Breakthrough in Digital Health AI for Social Good  

With the era of Covid 19, the concept of using data harbored by big tech for social good also known as AI for social good is gaining traction. When we have access to data that can collectively benefit society, without regard to profit, the sky’s the limit. Apple and Google demonstrated that social good when they announced their contact tracing mobile app development plans. The first ever partnership, Apple and Google will allow app developers access to data of covid 19 user positive cases and use bluetooth to alert mobile users when a positive person is nearby. According to the implementation plan, users can choose whether they will share their identity information after contact with a positive case. While the plan is light on details, epidemiologists and governments like France, see the benefits, but argue the privacy restrictions such as inability to identify users at risk are too limiting to be effective. ACLU on the other hand, believes it doesn’t go far enough with protecting user privacy. Among concerns, ACLU’s Cybersecurity Counsel Granick believes the 24 hour mobile data surveillance time frame for a bluetooth implementation, threatens the promised anonymity of positive Covid-19 users, collecting far more personal information than can later be traced back to the user. 

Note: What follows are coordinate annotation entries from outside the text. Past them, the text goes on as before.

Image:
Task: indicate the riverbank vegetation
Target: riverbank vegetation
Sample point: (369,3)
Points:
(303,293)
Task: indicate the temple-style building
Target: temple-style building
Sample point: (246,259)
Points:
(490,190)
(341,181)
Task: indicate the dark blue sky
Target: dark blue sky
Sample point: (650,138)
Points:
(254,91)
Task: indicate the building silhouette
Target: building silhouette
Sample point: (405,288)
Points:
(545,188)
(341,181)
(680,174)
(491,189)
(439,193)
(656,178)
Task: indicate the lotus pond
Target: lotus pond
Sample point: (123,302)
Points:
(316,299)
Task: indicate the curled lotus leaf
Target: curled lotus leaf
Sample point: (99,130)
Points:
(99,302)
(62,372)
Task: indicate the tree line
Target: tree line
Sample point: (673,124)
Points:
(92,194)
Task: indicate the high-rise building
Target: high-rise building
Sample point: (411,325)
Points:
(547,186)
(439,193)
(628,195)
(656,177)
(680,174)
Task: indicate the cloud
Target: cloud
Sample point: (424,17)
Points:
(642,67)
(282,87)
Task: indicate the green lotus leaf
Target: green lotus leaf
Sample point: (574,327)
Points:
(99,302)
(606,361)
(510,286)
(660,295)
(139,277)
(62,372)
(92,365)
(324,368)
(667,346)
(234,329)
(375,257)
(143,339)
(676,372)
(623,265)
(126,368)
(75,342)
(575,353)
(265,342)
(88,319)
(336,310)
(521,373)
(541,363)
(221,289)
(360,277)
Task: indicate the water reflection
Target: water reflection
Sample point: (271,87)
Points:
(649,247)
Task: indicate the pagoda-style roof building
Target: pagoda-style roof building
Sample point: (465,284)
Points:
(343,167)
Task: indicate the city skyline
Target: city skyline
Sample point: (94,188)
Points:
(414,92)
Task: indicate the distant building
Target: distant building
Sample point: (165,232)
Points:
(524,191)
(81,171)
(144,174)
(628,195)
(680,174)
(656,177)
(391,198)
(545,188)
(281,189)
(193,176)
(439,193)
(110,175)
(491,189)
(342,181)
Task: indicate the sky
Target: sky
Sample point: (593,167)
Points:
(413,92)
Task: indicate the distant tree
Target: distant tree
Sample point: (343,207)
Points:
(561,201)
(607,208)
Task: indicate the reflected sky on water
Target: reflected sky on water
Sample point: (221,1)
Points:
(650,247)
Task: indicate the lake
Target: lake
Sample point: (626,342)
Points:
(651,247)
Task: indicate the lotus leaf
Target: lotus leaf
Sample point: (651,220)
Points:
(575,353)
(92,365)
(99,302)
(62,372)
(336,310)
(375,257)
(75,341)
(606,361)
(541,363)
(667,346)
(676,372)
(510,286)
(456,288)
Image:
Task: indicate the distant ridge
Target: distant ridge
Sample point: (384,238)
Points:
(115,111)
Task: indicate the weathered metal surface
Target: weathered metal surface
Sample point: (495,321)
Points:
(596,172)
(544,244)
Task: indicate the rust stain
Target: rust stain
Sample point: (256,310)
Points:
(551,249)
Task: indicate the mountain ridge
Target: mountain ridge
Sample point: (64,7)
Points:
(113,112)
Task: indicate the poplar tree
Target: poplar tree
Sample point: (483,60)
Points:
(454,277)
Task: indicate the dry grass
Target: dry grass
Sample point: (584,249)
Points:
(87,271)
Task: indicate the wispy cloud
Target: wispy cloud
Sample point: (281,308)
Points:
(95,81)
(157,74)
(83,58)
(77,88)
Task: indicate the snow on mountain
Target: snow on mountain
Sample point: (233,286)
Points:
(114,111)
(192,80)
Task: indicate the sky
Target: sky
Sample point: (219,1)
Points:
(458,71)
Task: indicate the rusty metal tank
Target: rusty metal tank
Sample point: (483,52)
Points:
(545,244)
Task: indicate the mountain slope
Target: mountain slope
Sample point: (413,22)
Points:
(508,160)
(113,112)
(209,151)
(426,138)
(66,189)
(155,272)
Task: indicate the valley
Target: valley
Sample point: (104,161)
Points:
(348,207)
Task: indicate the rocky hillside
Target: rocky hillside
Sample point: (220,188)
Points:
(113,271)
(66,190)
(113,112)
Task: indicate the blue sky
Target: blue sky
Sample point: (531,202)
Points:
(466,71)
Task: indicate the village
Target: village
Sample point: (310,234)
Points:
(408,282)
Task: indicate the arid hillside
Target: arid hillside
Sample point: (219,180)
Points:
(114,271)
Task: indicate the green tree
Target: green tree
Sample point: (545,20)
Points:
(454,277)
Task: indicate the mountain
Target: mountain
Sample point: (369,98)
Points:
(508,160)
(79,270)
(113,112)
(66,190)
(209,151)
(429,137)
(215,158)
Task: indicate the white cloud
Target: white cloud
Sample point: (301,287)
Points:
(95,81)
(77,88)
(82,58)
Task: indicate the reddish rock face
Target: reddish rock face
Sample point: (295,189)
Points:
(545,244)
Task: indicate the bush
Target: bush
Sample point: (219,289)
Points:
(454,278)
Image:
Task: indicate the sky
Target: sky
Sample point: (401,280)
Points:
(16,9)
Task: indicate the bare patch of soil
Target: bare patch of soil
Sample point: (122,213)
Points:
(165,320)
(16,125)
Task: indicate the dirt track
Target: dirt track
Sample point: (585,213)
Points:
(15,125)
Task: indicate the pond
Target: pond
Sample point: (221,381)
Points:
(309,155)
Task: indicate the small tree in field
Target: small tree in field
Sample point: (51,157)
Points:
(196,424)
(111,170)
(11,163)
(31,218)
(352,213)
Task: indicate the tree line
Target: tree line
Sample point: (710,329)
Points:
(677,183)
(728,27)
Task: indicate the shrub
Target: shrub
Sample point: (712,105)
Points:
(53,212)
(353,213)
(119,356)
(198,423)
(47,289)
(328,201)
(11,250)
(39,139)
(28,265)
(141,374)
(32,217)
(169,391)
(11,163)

A Silver Lining for Health AI Projects Post Covid-19

Keeping those user privacy concerns in mind, there can be a middle ground as we as a society move toward consumer data empowerment and more AI post Covid-19. Easing data access restrictions for AI innovations when it has a discrete time frame, and truly results in a broader social good. 

In return, for product developers, allowing consumers transparency in product development, so they can claim their data whether on mobile or elsewhere in the health system, with clear options on tiered levels of data opt-in access, and the possibility of data destruction will advance the possibilities of AI far into the future.